"And the seeds that fell on the good soil represent honest, good-hearted people who hear God's word, cling to it, and patiently produce a huge harvest."
Luke 8:15 (New Living Translation)
For the last 13 years or so, my family has been on a journey, on a path not like any that those in my family had traveled before. Minus one year when we were out of the country, we have educated our children at home. At the end of this coming academic year, Lord willing, we'll send out our first graduate, and then four more over the next 6 years.
Over the last weekend, I had the blessing of attending the Texas Home School Coalition Southwest Convention and Family Conference. At this point in the passage, I don't really need to hear about curriculum choices or scheduling suggestions or teaching tips. No. At this point, all I really need to do is to remember why.
Why did we choose home schooling all those years ago, when our now high school senior was not even school-aged, when her younger sisters had not even been born, when we should have been thinking preschool and Mom's Day Out and Montessori methods?
And why do we choose home schooling today, when there are options in front of us, and when being responsible for the education of 5 curious and uniquely different youths seems impossibly overwhelming, and perhaps we should be thinking weighted GPA's and varsity athletics and show choir and marching band?
Back then and still now it was and is the wisdom and promise of Deuteronomy 11:18-21 that impresses us:
You shall therefore impress these words of mine on your heart and on your soul; and you shall bind them as a sign on your hand, and they shall be as frontals on your forehead. And you shall teach them to your sons, talking of them when you sit in your house and when you walk along the road and when you lie down and when you rise up. And you shall write them on the doorposts of your house and on your gates, so that your days and the days of your sons may be multiplied on the land which the Lord swore to your fathers to give them, as long as the heavens remain above the earth.
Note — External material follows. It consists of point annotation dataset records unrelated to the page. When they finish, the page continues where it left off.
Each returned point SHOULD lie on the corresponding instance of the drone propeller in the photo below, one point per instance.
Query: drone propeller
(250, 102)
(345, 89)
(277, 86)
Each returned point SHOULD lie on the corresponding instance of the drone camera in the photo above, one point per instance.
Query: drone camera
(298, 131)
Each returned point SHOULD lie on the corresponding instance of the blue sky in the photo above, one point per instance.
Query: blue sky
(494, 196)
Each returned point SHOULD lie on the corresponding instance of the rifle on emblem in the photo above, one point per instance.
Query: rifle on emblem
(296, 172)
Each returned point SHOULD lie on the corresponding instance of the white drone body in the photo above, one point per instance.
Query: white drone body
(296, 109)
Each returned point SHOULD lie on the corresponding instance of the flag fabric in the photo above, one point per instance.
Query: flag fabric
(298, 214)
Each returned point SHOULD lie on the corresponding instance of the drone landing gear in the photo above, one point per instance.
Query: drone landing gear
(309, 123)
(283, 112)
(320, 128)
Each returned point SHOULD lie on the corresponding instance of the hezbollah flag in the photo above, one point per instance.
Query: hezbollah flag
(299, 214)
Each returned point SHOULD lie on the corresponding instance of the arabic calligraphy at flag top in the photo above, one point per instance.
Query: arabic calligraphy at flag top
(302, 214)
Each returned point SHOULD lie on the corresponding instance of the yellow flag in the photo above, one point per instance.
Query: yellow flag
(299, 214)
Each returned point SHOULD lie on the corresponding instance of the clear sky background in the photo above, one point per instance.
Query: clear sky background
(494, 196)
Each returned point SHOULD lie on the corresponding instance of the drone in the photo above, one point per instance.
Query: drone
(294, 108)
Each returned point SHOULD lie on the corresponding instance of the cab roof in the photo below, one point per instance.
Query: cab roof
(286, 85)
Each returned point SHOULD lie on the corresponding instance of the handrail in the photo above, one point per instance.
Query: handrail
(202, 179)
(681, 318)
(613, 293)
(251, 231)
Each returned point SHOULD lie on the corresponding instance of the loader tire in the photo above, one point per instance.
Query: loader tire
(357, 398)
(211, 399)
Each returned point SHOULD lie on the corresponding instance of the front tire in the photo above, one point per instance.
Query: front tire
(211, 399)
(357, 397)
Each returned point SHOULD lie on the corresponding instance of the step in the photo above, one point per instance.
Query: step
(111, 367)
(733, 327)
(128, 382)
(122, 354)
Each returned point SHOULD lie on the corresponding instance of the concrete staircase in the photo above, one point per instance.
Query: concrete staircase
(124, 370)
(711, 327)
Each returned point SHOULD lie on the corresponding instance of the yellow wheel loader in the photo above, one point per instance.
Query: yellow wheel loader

Because now, 2/3 of the way through this journey, we know all too well that time with these blessings is short. We know that there is no foolproof formula for success, and we know that we cannot of ourselves prevent rebellion or heartbreak. But we have 13 years now of walking along the way. We have had the joy of making memories. We've memorized poems and Scripture. We've built castles and cooked medieval feasts. We've displaced liquids and we've dissected frogs, squeamishly, down to the very last egg in that female's ovary. We've prayed for far-away people groups and we've read about far-away lands. We've served lunch to our home bound neighbors in sun and rain and snow. We've spelled list after list of words and transitioned from block print to cursive to keyboarding and declined Latin verbs and sang multiplication tables and deciphered the Periodic Table. We've shared sweet fellowship in music and athletics and co-ops. And we've done it all together, as a family.
Together as a family- which means that besides all that, we've worked through a boat-load of sin; which means that we are STILL, even today, learning what repentance and forgiveness and reconciliation and GRACE mean, in very practical, very real, ways. And in all those efforts, whether academic or spiritual, we have been planting seeds in soil long prepared. Now, as the fruit begins to ripen and the harvest we have prayed for is just a short time away, we still hear and study God's Word, and cling to it, and patiently wait.
I know that none of that makes much sense when looked at through the lens of traditional American education. Our route has been different than many would expect, different than my own experience. My students will never be on the honor roll. They won't have varsity letters on a jacket. They probably won't even go to a prom. Maybe by worldly standards they will have missed out.
I'm not worried. I am confident that God uses those whose hearts are fully His. As my kids have grown and matured, past the rough places of their hearts we see young people who are curious, who know how to work hard, who look to serve others, who seek after the Lord. And though I have regrets in parenting, having educated my kids at home is not yet one of them. By His grace, we'll continue to sow seeds for His Kingdom. And until He shows our family otherwise, we'll continue to do that while educating our kids primarily at home.